String Character Length: Difference between revisions

Content deleted Content added

Inline

Revision as of 23:09, 7 December 2007

This task has has been split off from another task. Its programming examples are in need of review to ensure that they fit the requirements of the new task.

In this task, the goal is to find the character length of a string.
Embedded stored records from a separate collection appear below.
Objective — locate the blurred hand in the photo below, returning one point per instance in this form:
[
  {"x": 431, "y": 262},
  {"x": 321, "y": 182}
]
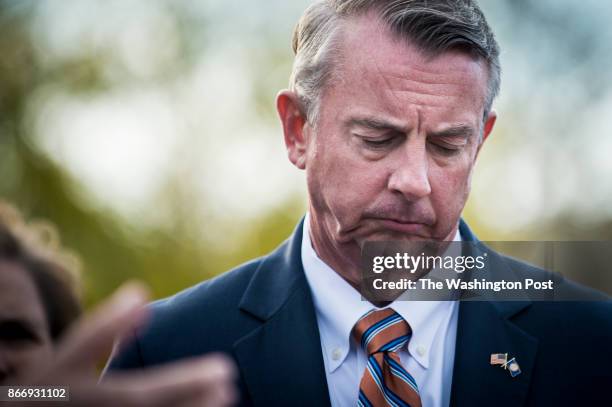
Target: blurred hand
[{"x": 203, "y": 381}]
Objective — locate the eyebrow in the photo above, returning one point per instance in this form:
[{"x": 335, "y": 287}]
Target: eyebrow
[
  {"x": 376, "y": 124},
  {"x": 461, "y": 130}
]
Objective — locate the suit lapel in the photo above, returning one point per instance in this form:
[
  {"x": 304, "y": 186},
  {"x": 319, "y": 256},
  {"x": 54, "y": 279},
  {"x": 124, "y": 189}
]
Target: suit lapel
[
  {"x": 281, "y": 361},
  {"x": 483, "y": 329},
  {"x": 486, "y": 327}
]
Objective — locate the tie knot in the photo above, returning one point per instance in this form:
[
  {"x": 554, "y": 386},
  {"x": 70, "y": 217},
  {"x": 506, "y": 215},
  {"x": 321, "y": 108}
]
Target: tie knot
[{"x": 381, "y": 331}]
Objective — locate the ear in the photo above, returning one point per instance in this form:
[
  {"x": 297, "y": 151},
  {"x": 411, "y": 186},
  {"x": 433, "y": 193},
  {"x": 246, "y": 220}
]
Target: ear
[
  {"x": 294, "y": 127},
  {"x": 487, "y": 128}
]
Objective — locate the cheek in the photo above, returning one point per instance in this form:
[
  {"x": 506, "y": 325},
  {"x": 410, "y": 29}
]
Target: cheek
[
  {"x": 342, "y": 181},
  {"x": 450, "y": 188}
]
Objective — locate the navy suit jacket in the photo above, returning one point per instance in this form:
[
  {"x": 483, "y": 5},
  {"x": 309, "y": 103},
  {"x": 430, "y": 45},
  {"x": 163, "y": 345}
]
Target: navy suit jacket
[{"x": 262, "y": 315}]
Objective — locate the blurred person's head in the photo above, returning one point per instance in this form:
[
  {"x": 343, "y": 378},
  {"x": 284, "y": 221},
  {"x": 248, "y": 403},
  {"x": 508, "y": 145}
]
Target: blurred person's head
[
  {"x": 388, "y": 106},
  {"x": 38, "y": 292}
]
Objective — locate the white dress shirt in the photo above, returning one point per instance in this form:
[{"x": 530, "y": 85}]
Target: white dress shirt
[{"x": 429, "y": 357}]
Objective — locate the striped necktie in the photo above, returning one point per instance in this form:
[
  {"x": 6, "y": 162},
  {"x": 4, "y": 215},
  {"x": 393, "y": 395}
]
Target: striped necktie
[{"x": 385, "y": 382}]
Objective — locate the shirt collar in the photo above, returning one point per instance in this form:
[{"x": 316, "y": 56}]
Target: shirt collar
[{"x": 339, "y": 306}]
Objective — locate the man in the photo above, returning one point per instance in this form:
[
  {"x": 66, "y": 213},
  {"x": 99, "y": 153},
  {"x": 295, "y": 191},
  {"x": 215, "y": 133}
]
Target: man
[
  {"x": 388, "y": 107},
  {"x": 43, "y": 344}
]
This means encodings like UTF-8 need to be handled properly, as there is not necessarily a one-to-one relationship between bytes and characters.

For byte length, see String Byte Length.

ActionScript

myStrVar.length()

Ada

Compiler: GCC 4.1.2

Str    : String := "Hello World";
Length : constant Natural := Str'Length;

ALGOL 68

STRING str := "hello, world";
INT length := UPB str;
printf(($"Length of """g""" is "g(3)$,str,length))

Result:

Length of "hello, world" is +12

AppleScript

count of "Hello World"

Or:

count "Hello World"

C

Compiler: ???

For wide character strings (usually Unicode uniform-width encodings such as UCS-2 or UCS-4):

 #include <stdio.h>
 #include <wchar.h>
 
 int main(void) 
 {
    wchar_t *s = L"\x304A\x306F\x3088\x3046"; /* Japanese hiragana ohayou */
    size_t length;
 
    length = wcslen(s);
    printf("Length in characters = %d\n", length);
    printf("Length in bytes      = %d\n", sizeof(s) * sizeof(wchar_t));
    
    return 0;
 }

TODO: non-standard library calls for system multi-byte encodings, such as _mbcslen()

Objective-C

// Return the length in unicode characters
unsigned length = [@"Hello Word!" length];

C++

Standard: ISO C++ (AKA C++98):

Compiler: g++ 4.0.2

 #include <string> // note: not <string.h>
 
 int main()
 {
   std::string s = "Hello, world!";
   // Always in characters == bytes since sizeof(char) == 1
   std::string::size_type length = s.length(); // option 1: In Characters/Bytes
   std::string::size_type size = s.size();     // option 2: In Characters/Bytes
 }

For wide character strings:

 #include <string>
 
 int main()
 {
   std::wstring s = L"\u304A\u306F\u3088\u3046";
   std::wstring::size_type length = s.length();
}

C#

Platform: .NET Language Version: 1.0+

string s = "Hello, world!";
int clength = s.Length;  // In characters
int blength = System.Text.Encoding.GetBytes(s).length; // In Bytes.

Clean

Clean Strings are unboxed arrays of characters. Characters are always a single byte. The function size returns the number of elements in an array.

import StdEnv

strlen :: String -> Int
strlen string = size string 

Start = strlen "Hello, world!"

ColdFusion

  #len("Hello World")#

Common Lisp

  (length "Hello World")

Component Pascal

  LEN("Hello, World!")

E

"Hello World".size()

Forth

The 1994 ANS standard does not have any notion of a particular character encoding, although it distinguishes between character and machine-word addresses. (There is some ongoing work on standardizing an "XCHAR" wordset for dealing with strings in particular encodings such as UTF-8.)

Interpreter: ANS Forth

The following code will count the number of UTF-8 characters in a null-terminated string. It relies on the fact that all bytes of a UTF-8 character except the first have the the binary bit pattern "10xxxxxx".

2 base !
: utf8+ ( str -- str )
  begin
    char+
    dup c@
    11000000 and
    10000000 <>
  until ;
decimal

: count-utf8 ( zstr -- n )
  0
  begin
    swap dup c@
  while
    utf8+
    swap 1+
  repeat drop ;

Haskell

Interpreter: GHCi 6.6, Hugs

Compiler: GHC 6.6

The base type Char defined by the standard is already intended for (plain) Unicode characters.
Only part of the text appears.